Pakistan banned the book in November 1988. In February 1989, a 10,000-strong protest against Rushdie and the book took place in Islamabad, Pakistan. Six protesters were killed in an attack on the American Cultural Center, and an American Express office was ransacked.

As the controversy spread, the importing of the book was banned in India and it was burned in demonstrations in the United Kingdom.

In mid-February 1989, Ayatollah Ruhollah Khomeini, then Supreme Leader of Iran, issued a fatwa calling for the death of Rushdie and his publishers, and called for Muslims to point him out to those who can kill him if they cannot themselves.

In response, the British Conservative government under Margaret Thatcher gave Rushdie round-the-clock police protection. With police protection Rushdie escaped direct physical harm, but others associated with his book weren’t so lucky.

Hitoshi Igarashi, his Japanese translator, was found by a cleaning lady, stabbed to death in July 1991 on the college campus where he taught near Tokyo. Ten days prior to Igarashi’s killing Rushdie’s Italian translator Ettore Capriolo was seriously injured by an attacker at his home in Milan by being stabbed multiple times.

William Nygaard, the Norwegian publisher of The Satanic Verses, was critically injured by being shot three times in the back by an assailant on October 11, 1993 in Oslo.

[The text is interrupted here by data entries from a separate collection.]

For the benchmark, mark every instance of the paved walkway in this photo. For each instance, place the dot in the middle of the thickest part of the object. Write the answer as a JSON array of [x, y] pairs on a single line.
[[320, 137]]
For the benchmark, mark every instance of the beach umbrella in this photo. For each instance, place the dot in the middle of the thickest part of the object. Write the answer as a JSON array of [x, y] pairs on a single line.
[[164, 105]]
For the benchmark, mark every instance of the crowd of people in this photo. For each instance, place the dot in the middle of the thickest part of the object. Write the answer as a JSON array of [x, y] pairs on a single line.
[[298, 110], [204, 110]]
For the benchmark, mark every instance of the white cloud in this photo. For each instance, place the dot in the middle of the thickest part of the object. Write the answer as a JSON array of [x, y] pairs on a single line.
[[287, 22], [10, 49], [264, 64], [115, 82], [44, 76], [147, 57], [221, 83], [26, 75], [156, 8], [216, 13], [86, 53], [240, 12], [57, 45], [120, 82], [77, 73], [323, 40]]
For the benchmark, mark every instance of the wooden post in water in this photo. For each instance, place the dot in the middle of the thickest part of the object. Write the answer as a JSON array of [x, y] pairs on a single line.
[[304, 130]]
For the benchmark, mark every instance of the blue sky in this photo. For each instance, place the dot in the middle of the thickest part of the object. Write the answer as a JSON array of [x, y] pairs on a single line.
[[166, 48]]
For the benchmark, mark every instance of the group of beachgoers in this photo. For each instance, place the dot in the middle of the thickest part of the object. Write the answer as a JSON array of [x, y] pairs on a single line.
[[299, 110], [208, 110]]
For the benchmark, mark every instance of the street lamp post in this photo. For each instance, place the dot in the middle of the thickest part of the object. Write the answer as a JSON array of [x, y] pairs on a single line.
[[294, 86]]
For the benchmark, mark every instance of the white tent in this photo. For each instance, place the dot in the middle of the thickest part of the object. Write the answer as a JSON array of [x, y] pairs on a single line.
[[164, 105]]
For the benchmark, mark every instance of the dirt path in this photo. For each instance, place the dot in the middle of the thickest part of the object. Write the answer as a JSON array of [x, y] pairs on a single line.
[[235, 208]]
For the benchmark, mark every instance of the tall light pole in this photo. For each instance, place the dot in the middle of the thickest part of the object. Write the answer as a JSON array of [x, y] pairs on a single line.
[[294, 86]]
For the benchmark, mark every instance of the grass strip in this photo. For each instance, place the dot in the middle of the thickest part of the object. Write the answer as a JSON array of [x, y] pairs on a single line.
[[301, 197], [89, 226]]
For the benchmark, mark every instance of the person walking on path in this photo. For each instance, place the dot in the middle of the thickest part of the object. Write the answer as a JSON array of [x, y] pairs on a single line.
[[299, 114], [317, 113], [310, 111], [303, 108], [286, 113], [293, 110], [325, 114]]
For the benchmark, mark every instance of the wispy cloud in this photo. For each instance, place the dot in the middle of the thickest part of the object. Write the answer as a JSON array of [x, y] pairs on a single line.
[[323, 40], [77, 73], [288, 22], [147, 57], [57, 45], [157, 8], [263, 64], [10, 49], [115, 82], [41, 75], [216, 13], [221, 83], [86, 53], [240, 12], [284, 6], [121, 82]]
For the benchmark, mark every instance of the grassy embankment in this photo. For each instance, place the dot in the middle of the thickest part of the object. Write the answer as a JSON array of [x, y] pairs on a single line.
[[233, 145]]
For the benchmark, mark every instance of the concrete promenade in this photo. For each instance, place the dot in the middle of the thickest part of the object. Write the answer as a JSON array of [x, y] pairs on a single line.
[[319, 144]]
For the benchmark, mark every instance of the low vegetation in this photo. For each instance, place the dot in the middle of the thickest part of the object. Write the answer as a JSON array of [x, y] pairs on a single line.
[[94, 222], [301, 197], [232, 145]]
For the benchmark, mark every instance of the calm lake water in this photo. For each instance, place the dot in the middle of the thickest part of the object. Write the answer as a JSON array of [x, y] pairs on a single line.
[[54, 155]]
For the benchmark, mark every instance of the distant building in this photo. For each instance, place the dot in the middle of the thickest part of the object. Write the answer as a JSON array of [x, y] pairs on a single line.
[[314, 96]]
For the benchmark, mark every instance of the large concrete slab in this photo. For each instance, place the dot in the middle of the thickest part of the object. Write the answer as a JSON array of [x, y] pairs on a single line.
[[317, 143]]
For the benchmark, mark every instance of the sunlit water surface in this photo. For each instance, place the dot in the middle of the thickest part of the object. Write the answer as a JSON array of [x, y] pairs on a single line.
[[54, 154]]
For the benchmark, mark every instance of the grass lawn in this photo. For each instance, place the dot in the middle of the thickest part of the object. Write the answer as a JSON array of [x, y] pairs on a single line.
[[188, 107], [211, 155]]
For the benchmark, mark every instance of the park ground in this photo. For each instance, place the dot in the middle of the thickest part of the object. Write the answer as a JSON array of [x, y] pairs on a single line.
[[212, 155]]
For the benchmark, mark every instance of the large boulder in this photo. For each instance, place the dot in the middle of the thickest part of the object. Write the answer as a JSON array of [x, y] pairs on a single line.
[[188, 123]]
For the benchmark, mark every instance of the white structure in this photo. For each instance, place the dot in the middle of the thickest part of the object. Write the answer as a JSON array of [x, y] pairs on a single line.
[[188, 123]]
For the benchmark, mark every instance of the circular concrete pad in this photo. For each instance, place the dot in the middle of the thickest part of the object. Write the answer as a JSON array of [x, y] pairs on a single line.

Nygaard survived but spent months in hospital recovering.

The book’s Turkish translator Aziz Nesin was the intended target of a mob of arsonists who set fire to the Madimak Hotel after Friday prayers on 2 July 1993 in Sivas, Turkey, killing 37 people. Nesin escaped death when the mob failed to recognise him early in the attack.

Finally, in 2006, the Iranian government withdrew its support for the carrying out of the death sentence and Rushdie gradually returned to public life.